Instead of saving us from a Greater Depression, the Obama stimulus (together with his health-care plan and financial reforms) was a two-year waste of precious time and money that may actually have impeded economic growth.

That’s a provocative thesis, to say the least. The evidence?

White House economists predicted the stimulus would prevent the unemployment rate from hitting 8 percent. But the rate actually rose as high as 10.1 percent, has settled in above 9 percent now, and even Obama’s own team currently hopes for a rate of, at best, 8.25 percent by the end of 2012—if nothing else goes wrong.

Well, that’s because they were predicting employment based on contemporaneous estimates that the US GDP was contracting at around 3 percent in the fourth quarter of 2008. As you can see from the above corrected data, that estimate was off by a half. The recession was much steeper than anyone realized at the time. Blaming economists for projecting off inaccurate data is not the same as indicting them for having a stimulus in the first place. And, yes, the stimulus – put together in a frantic rush – merely stabilized demand, and did not reverse it. The Krugman thesis – that we should have put through a far larger stimulus – was, given the assumptions of the time, an impossible sell. And the paucity of real shovel-ready projects was a problem. The same goes for the next stimulus: it will probably help us avoid a double-dip, but not much more. Much of the tax cut money in the past was saved, not spent. And that problem applies to the GOP’s and Obama’s prescription as well: tax cuts are not always the best way to stimulate the kind of economy we are now in. (Although increased rates of private saving will, in the long run, surely help stimulate demand. It just takes time). But what if we had done nothing? Or slashed spending instead? Pethokoukis admirably notes that this is a thought experiment – Bush began the bailouts and the stimulus, and it’s hard to see how any president, with the risk of the entire global economy going down the tubes, could have done otherwise. But he argues that such a hands-off approach would have facilitated a faster recovery and we would not be stagnant as we now are.

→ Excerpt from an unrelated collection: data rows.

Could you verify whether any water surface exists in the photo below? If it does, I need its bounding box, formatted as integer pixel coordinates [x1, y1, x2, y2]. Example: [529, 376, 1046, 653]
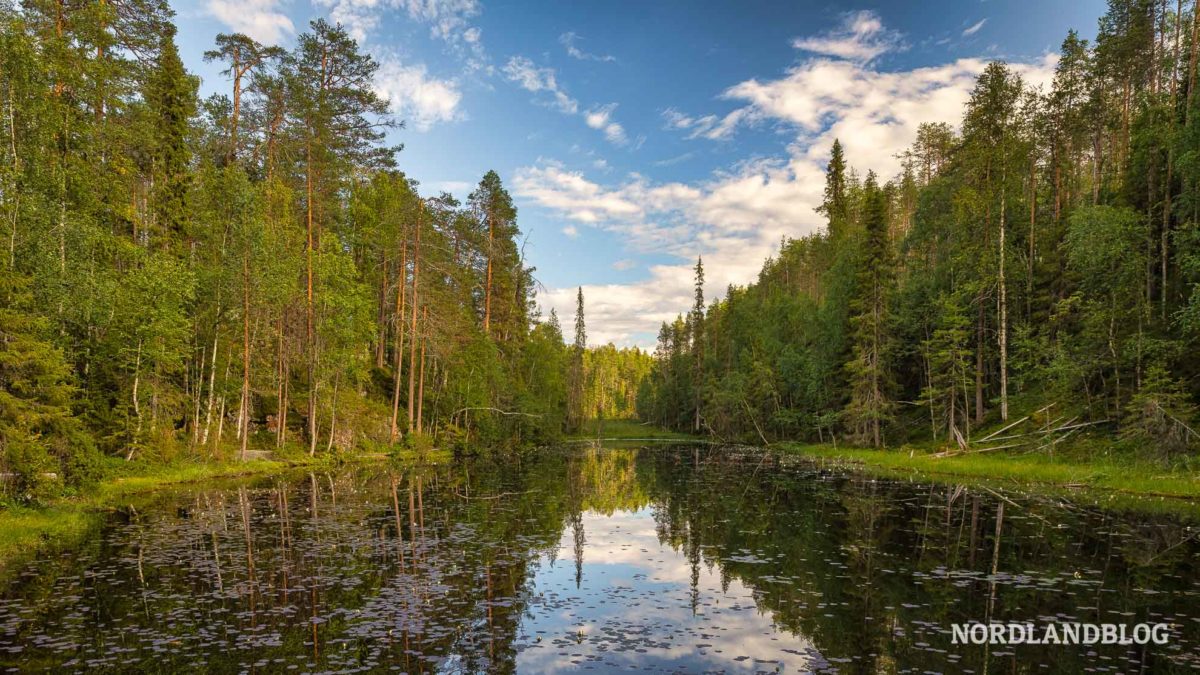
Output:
[0, 448, 1200, 673]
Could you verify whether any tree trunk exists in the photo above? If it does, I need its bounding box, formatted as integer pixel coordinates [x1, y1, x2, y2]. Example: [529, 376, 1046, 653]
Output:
[416, 305, 430, 434]
[976, 297, 984, 424]
[305, 137, 317, 455]
[1000, 171, 1008, 422]
[240, 252, 250, 461]
[391, 239, 408, 443]
[408, 204, 421, 429]
[484, 205, 496, 338]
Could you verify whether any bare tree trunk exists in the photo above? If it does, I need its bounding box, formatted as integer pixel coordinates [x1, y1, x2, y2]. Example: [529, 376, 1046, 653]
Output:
[275, 307, 288, 448]
[391, 239, 408, 443]
[305, 131, 317, 455]
[1000, 171, 1008, 422]
[976, 297, 984, 424]
[484, 205, 496, 338]
[408, 204, 421, 429]
[239, 251, 250, 461]
[416, 305, 430, 434]
[200, 324, 221, 447]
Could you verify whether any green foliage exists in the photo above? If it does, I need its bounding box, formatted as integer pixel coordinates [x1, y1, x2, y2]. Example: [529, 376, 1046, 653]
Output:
[637, 0, 1200, 458]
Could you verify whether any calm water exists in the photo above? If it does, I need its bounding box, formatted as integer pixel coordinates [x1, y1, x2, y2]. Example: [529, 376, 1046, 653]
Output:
[0, 449, 1200, 673]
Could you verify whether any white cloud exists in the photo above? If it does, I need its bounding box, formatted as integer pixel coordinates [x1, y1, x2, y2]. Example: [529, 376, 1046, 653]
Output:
[792, 10, 902, 64]
[558, 31, 617, 64]
[433, 180, 472, 193]
[319, 0, 485, 59]
[512, 17, 1056, 347]
[962, 18, 988, 37]
[376, 58, 463, 131]
[503, 56, 629, 145]
[206, 0, 295, 44]
[662, 108, 751, 141]
[583, 103, 629, 145]
[504, 56, 580, 115]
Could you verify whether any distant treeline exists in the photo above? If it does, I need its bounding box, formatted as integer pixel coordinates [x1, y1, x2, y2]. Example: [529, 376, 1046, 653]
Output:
[638, 0, 1200, 456]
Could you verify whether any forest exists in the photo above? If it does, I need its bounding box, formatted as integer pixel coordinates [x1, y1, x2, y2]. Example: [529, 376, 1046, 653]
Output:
[637, 0, 1200, 461]
[0, 0, 649, 501]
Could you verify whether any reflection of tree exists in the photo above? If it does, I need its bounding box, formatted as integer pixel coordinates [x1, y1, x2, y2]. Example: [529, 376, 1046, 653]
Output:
[0, 449, 1198, 673]
[640, 452, 1200, 673]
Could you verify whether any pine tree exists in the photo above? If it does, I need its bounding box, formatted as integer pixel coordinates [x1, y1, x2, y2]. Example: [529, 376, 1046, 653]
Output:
[568, 286, 588, 430]
[146, 30, 197, 249]
[845, 173, 894, 448]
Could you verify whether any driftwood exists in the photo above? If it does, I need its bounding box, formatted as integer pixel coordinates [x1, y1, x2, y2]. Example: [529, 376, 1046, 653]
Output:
[930, 415, 1109, 458]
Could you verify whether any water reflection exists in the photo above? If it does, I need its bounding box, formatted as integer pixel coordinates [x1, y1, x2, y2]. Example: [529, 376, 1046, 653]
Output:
[0, 449, 1200, 673]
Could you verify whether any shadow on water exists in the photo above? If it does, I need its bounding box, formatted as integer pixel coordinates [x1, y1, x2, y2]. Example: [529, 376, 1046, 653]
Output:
[0, 446, 1200, 673]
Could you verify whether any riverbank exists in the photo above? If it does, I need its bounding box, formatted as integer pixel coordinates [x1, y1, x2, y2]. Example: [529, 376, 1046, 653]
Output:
[0, 454, 421, 579]
[773, 443, 1200, 500]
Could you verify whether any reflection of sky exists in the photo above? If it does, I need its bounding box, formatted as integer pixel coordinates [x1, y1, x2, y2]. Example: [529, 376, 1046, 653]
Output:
[517, 509, 822, 673]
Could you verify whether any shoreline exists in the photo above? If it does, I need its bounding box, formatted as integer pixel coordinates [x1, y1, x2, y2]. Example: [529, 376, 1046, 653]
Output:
[773, 443, 1200, 502]
[0, 454, 415, 580]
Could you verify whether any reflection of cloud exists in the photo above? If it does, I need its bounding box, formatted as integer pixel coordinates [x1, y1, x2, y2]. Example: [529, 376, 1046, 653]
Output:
[517, 509, 816, 673]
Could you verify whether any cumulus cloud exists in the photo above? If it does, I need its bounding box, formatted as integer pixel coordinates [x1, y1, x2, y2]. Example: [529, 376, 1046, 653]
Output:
[503, 56, 629, 145]
[792, 10, 904, 64]
[583, 103, 629, 145]
[514, 17, 1056, 346]
[319, 0, 484, 60]
[376, 58, 462, 131]
[504, 56, 580, 115]
[206, 0, 295, 44]
[662, 108, 750, 141]
[558, 31, 617, 64]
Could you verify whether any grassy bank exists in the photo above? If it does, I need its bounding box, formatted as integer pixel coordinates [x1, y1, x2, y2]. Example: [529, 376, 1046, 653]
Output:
[0, 454, 403, 579]
[779, 443, 1200, 500]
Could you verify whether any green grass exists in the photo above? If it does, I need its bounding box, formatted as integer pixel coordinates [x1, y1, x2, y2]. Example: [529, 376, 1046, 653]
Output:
[0, 453, 393, 580]
[779, 443, 1200, 500]
[569, 419, 697, 441]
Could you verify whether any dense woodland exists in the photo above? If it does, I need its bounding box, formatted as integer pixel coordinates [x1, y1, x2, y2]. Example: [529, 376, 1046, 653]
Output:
[0, 0, 649, 497]
[638, 0, 1200, 459]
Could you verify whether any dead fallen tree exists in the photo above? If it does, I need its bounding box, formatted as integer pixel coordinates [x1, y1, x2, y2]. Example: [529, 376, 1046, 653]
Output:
[930, 415, 1109, 458]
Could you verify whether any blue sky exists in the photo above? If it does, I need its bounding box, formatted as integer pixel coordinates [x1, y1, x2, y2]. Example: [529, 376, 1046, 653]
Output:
[174, 0, 1104, 346]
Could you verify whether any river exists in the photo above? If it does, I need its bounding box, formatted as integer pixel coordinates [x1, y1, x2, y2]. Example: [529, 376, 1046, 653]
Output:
[0, 447, 1200, 673]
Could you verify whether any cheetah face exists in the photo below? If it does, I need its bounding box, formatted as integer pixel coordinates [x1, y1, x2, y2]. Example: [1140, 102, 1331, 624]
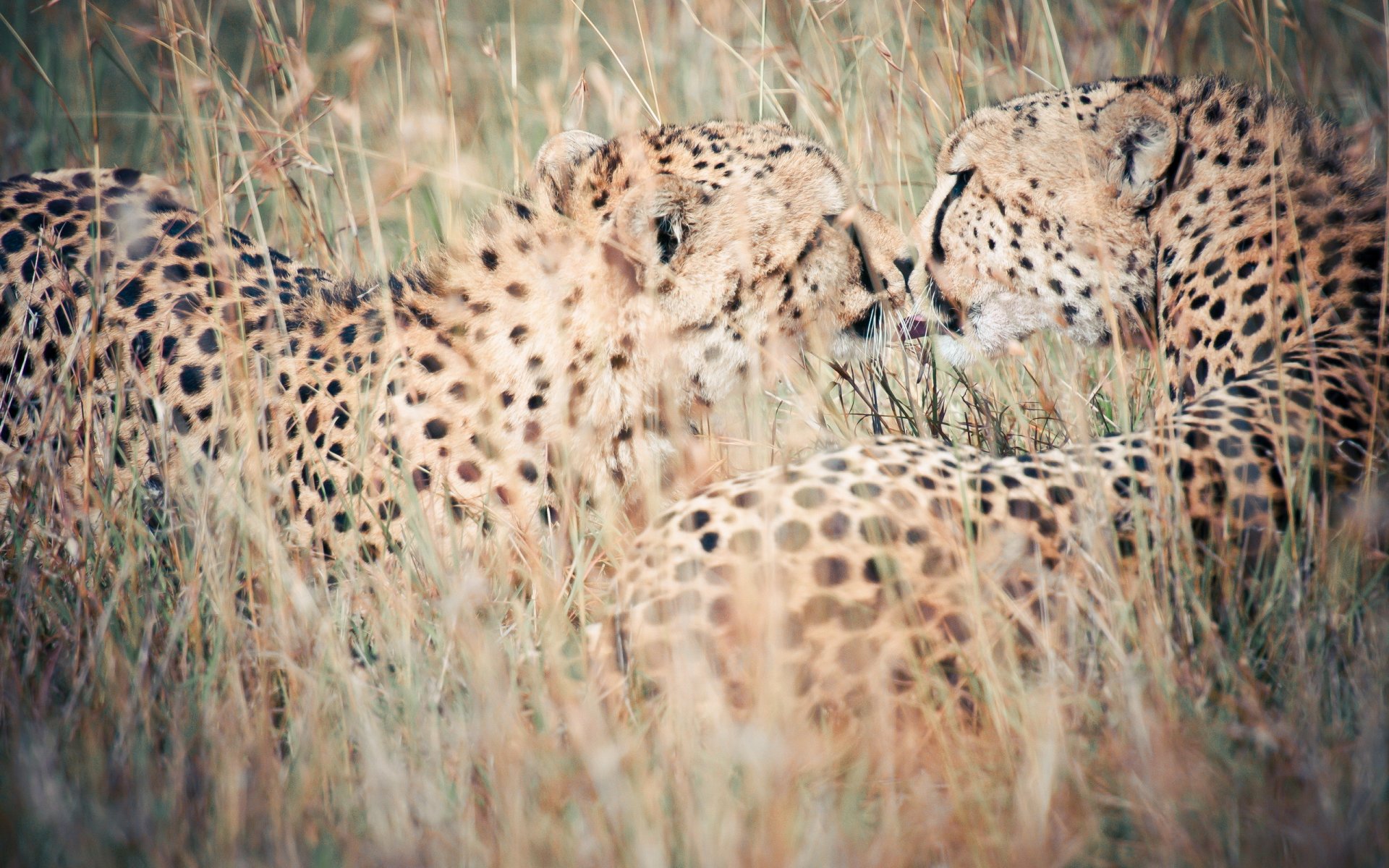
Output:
[538, 122, 912, 400]
[912, 82, 1178, 364]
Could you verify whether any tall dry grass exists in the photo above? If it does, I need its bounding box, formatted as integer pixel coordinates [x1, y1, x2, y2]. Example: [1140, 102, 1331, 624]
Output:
[0, 0, 1389, 865]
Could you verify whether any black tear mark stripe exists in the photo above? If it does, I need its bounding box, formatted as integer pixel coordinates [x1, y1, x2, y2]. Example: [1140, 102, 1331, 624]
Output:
[930, 169, 974, 263]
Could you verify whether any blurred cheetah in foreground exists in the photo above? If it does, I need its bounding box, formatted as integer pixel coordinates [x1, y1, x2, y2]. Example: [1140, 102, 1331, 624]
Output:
[0, 122, 912, 560]
[604, 78, 1389, 723]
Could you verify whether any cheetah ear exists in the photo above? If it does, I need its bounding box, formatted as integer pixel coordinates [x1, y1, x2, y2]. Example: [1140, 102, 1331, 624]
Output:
[1097, 93, 1176, 211]
[610, 174, 704, 289]
[530, 129, 606, 213]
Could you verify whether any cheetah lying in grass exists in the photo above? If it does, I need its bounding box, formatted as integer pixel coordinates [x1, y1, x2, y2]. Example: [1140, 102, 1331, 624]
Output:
[0, 122, 912, 560]
[601, 78, 1389, 723]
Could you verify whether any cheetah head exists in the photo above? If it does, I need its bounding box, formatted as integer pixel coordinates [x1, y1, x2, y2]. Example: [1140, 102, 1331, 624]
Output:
[912, 80, 1179, 364]
[532, 122, 912, 401]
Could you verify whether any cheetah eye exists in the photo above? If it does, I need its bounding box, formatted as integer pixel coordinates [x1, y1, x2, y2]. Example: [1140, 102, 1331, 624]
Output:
[930, 168, 974, 263]
[655, 214, 681, 265]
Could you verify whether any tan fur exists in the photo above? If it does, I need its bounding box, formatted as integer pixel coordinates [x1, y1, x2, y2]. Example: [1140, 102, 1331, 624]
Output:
[0, 122, 906, 557]
[601, 78, 1389, 731]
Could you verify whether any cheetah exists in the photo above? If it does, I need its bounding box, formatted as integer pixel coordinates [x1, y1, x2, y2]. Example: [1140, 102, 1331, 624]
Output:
[0, 122, 912, 561]
[608, 77, 1389, 733]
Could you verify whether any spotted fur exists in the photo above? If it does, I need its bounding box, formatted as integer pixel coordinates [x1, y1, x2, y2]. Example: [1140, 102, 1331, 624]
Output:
[0, 122, 910, 558]
[603, 78, 1389, 722]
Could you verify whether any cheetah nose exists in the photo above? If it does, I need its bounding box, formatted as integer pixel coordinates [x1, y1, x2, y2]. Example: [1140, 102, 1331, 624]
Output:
[900, 281, 964, 340]
[901, 314, 932, 340]
[892, 255, 917, 287]
[849, 302, 882, 340]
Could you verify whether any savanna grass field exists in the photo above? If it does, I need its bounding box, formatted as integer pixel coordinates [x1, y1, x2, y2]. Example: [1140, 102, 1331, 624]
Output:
[0, 0, 1389, 865]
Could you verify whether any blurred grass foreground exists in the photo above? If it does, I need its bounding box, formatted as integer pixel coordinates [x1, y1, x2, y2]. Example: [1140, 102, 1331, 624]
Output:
[0, 0, 1389, 865]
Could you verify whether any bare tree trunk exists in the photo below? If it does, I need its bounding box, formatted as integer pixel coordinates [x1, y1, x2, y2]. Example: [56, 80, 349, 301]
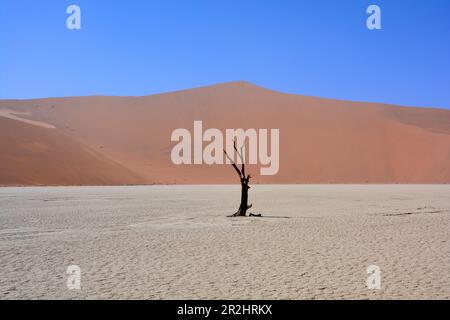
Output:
[223, 141, 252, 217]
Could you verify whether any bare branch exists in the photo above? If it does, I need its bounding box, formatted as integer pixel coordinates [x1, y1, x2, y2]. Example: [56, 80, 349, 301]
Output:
[223, 150, 242, 178]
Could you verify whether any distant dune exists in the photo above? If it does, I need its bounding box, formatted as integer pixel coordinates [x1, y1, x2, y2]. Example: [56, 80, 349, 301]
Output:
[0, 82, 450, 185]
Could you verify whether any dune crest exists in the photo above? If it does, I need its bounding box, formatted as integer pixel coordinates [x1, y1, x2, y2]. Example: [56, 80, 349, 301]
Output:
[0, 82, 450, 185]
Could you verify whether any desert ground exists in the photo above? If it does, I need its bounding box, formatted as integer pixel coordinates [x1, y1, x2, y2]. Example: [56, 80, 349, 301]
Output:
[0, 185, 450, 299]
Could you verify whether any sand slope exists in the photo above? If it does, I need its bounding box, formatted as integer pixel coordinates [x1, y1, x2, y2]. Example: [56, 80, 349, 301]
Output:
[0, 82, 450, 184]
[0, 118, 142, 185]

This is a counter-factual that cannot be proven, but it strikes me that without the stimulus, there was a real chance of a spiral downward in growth of historic proportions, and that the unemployment rate today would be much, much higher than 9 percent. And you think Peggy Noonan would he heralding that as a success?

You also have to factor in how this recession accelerated trends in automation in manufacturing, in outsourcing, and in the loss of well-paid skilled work for the middle classes. Again, none of this is new, but it has come to a head. This recession ended only to have Americans greet a highly competitive global economy, where America’s former advantages have been equaled or beaten by competitors, especially in Asia.

The truth is also, as Pethokoukis notes, that we are at the end of a long spasm of government binging – on discretionary spending, entitlement growth, wars and tax cuts, that began under Bush and Cheney. Keynes himself was leery of big stimuli if the economy was already leveraged to the hilt. He believed in running surpluses in ordinary times of economic growth. Given all this, I find Obama’s stimulus to be the least-worst option feasibly available to policy makers given the horrifying legacy he was bequeathed. It wasn’t so small it had no impact; it wasn’t so large it made our debt crisis even worse. The mistake – if there was one – was to raise expectations for recovery beyond what the new globalized world will allow.

We are, after all, not alone in this. Europe looks headed to a stalled economy next year; Japan’s recovery from a similar financial crisis took a decade. When you have private and public debt at the levels we have, the idea that we can turn an economy around in a year or so is ludicrously overblown. Obama did what any responsible president would have. It wasn’t enough. And so we grind pragmatically on. And if that were the tenor and substance of the debate: how we build on the stimulus to steer the economy to more employment more quickly, we’d all be better off.